Poesie per un anno 195 – Sibilla Aleramo

di Francesco Paolo Memmo

 

«Se cerchiamo un modello letterario del ventesimo secolo in cui il binomio “arte-vita”, per di più coniugato al femminile, si presenti e si mantenga inscindibile, superando qualsiasi ostacolo e resistendo a qualsiasi tentazione di normalità, c’è solo un nome che soddisfa il nostro desiderio: Sibilla Aleramo».

Così Silvio Raffo, nello scritto che introduce (dopo la prefazione di Ilaria Gaspari) l’edizione da lui curata per Il Saggiatore, nel 2023, di «Tutte le poesie» di Sibilla Aleramo (14 agosto 1876 – 13 gennaio 1960), una donna la cui vita è già tutta un romanzo: già scritto, del resto, anche se solo per quanto riguarda la prima parte di una esistenza piena di avvenimenti traumi incontri passioni totalizzanti e devastanti, in quello straordinario romanzo che è «Una donna» (1906), l’opera sua che ha avuto più lungo e duraturo successo e che ancora oggi merita di essere letta non solo per il suo valore di testimonianza protofemminista.
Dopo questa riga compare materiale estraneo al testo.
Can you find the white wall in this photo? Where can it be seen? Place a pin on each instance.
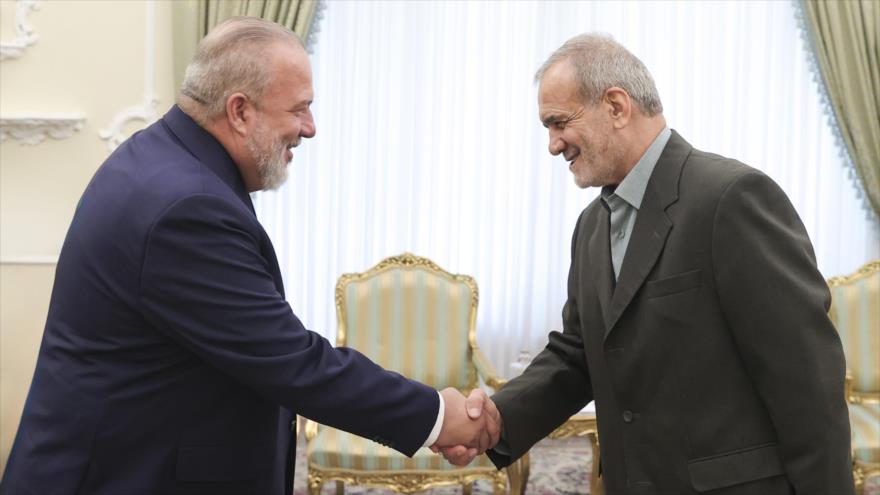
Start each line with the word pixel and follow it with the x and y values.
pixel 89 60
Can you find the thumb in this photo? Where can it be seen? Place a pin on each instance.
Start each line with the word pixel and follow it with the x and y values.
pixel 474 403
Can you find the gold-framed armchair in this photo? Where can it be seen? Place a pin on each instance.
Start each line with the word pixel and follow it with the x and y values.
pixel 855 311
pixel 411 316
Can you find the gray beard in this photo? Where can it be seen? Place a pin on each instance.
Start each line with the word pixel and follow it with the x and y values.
pixel 269 155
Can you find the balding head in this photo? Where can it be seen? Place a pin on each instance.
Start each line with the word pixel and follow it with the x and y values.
pixel 231 58
pixel 601 63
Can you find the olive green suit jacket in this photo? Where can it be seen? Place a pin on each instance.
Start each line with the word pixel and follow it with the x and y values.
pixel 712 360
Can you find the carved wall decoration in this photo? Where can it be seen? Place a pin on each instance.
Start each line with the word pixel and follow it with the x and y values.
pixel 146 111
pixel 32 130
pixel 24 33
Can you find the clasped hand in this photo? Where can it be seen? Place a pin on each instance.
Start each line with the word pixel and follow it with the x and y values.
pixel 470 426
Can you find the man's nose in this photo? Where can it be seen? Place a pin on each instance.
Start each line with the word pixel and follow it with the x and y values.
pixel 308 126
pixel 556 145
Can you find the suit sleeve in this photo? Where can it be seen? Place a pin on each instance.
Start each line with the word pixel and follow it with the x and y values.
pixel 205 284
pixel 776 303
pixel 553 387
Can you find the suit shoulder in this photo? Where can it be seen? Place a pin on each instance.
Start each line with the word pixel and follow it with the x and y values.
pixel 714 174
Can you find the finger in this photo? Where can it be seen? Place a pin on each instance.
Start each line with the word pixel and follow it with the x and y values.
pixel 474 403
pixel 462 459
pixel 485 439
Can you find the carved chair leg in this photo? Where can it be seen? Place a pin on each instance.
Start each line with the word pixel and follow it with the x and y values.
pixel 499 483
pixel 524 473
pixel 315 483
pixel 518 473
pixel 858 478
pixel 597 487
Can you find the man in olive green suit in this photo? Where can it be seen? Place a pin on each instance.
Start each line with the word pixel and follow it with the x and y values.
pixel 696 317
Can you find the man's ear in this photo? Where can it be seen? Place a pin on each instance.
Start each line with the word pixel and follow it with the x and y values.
pixel 239 112
pixel 619 106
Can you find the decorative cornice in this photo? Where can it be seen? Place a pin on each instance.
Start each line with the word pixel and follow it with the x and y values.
pixel 29 260
pixel 32 130
pixel 146 112
pixel 24 33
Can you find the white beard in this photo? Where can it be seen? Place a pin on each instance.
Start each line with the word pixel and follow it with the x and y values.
pixel 271 157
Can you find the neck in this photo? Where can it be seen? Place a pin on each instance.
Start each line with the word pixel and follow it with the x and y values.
pixel 643 132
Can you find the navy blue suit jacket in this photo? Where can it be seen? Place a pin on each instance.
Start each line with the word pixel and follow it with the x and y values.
pixel 170 361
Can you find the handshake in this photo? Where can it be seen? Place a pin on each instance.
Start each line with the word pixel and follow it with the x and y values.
pixel 471 426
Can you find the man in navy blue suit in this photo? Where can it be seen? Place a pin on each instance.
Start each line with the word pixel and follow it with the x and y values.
pixel 171 362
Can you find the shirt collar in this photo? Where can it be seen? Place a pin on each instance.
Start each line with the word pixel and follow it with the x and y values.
pixel 632 188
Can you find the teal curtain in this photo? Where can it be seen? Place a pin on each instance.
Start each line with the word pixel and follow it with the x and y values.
pixel 844 36
pixel 192 19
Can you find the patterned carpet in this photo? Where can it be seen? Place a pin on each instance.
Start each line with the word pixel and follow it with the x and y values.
pixel 558 467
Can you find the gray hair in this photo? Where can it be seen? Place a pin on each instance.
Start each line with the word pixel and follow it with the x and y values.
pixel 601 63
pixel 231 58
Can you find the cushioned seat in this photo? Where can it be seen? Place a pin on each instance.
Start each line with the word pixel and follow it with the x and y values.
pixel 412 317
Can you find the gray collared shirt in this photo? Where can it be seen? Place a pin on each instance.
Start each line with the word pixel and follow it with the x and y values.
pixel 624 201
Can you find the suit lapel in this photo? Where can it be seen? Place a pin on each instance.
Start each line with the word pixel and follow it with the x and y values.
pixel 651 229
pixel 600 258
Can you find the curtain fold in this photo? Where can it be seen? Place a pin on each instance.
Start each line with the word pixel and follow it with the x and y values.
pixel 844 36
pixel 193 19
pixel 428 141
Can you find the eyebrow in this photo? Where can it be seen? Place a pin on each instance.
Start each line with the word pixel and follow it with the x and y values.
pixel 552 119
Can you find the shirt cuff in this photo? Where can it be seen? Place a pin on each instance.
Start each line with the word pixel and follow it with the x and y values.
pixel 438 425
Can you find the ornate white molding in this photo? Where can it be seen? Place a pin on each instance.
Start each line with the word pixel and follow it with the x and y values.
pixel 32 130
pixel 146 111
pixel 29 260
pixel 24 33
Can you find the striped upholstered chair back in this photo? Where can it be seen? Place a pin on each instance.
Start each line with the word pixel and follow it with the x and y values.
pixel 412 317
pixel 855 311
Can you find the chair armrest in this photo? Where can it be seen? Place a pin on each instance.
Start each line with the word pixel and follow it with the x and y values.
pixel 486 370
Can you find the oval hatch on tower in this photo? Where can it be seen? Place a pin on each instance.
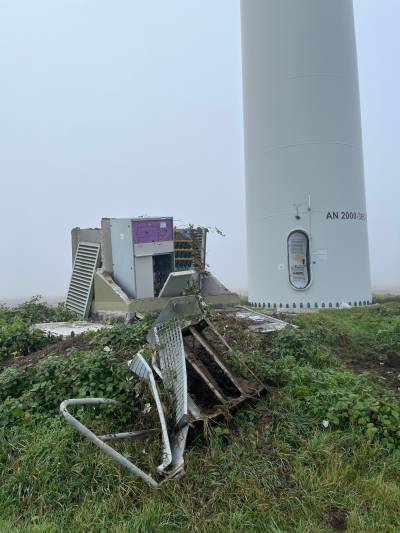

Nelle poesie, che attraversano la vita della Aleramo dal 1921 (anno della sua prima raccolta, «Momenti») sin quasi alla morte («Luci della mia sera», 1956), c’è l’eco, non importa se con risultati diseguali, di tutto ciò che la vita le ha riservato: i momenti di gioia e di dolore, le vittorie e le sconfitte; ma soprattutto c’è sempre la necessità di affermare il suo desiderio di amore: «Amo, dunque sono» è un suo titolo del 1927. Ed era già anche un programma per il futuro.